Population (2021 census)
- • Total: 1,316,831
- • Density: 58.254/km^{2} (150.88/sq mi)
- Time zone: UTC0 (Greenwich Mean Time)
- ISO 3166 code: SL-N

= Northern Province, Sierra Leone =

Province of Sierra Leone

The Northern Province (Nɔtan Prɔvins) (commonly referred to as Northern Sierra Leone or simply the North) is one of the five provincial divisions of Sierra Leone. It is located in the Northern geographic region of Sierra Leone. It comprises the following four Districts: Bombali, Falaba, Koinadugu and Tonkolili. The Northern Province has been divided into two Provinces Northwestern Province and Northern Province, today Northern Province covers an area of 22605 km² with a population of 1,316,831, based on the 2021 Sierra Leone national census. It is by far the largest Province of Sierra-Leone and also the least densely populated Province of the country Its administrative and economic center is Makeni. The North borders the North West Province to the West, the Republic of Guinea to the north-east, the Eastern Province and Southern Province to the south-east.

==Geography==
===Overview===

The Northern province is mainly a hilly wooded area with mountainous area farther inland. The region has ranges of Mountains, Hills, Valleys, and Wetlands; comprising unique and endangered species. The region is a political stronghold of the All People's Congress (APC) political party. The APC currently controls all the elected seats from the North virtually.

===Districts===
The four districts of the Northern Province:

- Bombali District, capital Makeni
- Koinadugu District, capital Kabala
- Falaba District, capital Mongo
- Tonkolili District, capital Magburaka

Prior to 2018, the province also included

- Port Loko District, capital Port Loko
- Kambia District, capital Kambia
- Areas of Bombali district which now make up Karene District

===Borders===
The Northern Province has the following borders:

- Mamou Region, Guinea: north
- Faranah Region, Guinea: northeast
- Nzérékoré Region, Guinea: east
- North West Province: west
- Eastern Province: south
- Southern Province: southwest

===Outamba-Kilimi National Park===
One of the main tourist attraction in the North is the Outamba-Kilimi National Park. The park is one of the most well-known and frequently visited sites in Sierra Leone.
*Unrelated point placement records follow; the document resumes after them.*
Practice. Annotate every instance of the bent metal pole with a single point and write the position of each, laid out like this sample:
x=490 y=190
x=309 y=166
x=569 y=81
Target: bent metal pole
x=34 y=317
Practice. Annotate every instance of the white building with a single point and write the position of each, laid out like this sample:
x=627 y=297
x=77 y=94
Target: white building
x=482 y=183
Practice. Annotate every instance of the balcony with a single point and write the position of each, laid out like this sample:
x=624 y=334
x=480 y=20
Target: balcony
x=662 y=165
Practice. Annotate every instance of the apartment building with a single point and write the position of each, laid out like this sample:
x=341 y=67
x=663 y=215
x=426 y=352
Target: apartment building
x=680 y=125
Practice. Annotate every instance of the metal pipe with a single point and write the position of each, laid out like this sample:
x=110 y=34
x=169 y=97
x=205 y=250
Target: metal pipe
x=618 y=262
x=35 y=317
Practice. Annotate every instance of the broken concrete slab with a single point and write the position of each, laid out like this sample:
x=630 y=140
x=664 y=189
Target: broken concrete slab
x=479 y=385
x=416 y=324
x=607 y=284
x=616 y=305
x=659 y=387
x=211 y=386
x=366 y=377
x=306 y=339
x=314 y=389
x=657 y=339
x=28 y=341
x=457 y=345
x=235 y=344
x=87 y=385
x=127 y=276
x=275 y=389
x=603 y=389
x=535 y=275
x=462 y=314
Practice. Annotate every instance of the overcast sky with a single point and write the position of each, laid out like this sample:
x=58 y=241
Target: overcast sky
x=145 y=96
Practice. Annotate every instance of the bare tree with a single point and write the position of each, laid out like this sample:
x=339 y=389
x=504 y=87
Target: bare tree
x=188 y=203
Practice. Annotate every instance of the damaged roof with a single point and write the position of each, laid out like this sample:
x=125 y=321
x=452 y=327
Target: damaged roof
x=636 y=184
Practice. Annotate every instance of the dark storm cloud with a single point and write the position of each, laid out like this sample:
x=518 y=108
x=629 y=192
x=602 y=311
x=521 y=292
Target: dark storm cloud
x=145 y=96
The Park is found in the northeastern of Kamakwie in the Bombali District. It is a magical place embedded between two rivers, the Great Scarcies, and the Mongo Rivers. At the park are rare elephants and buffaloes frequently seen following their paths through the dense bush. See the Hippos relaxing in their pools or listen to the songs of the rich bird life and the alarm calls of the various primates while silently paddling along the river in a canoe.

==Ethnic groups==
The Temne people are the largest ethnic group in Northern Sierra Leone. The Temne form the largest ethnic group in every district in the north except Koinadugu District. Other ethnic groups in Northern Sierra Leone with significant population are the Limba, Kuranko, Mandingo, Loko, the Fula, and Yalunka. They are mostly Muslims and they engage in mainly farming and sometimes fishing.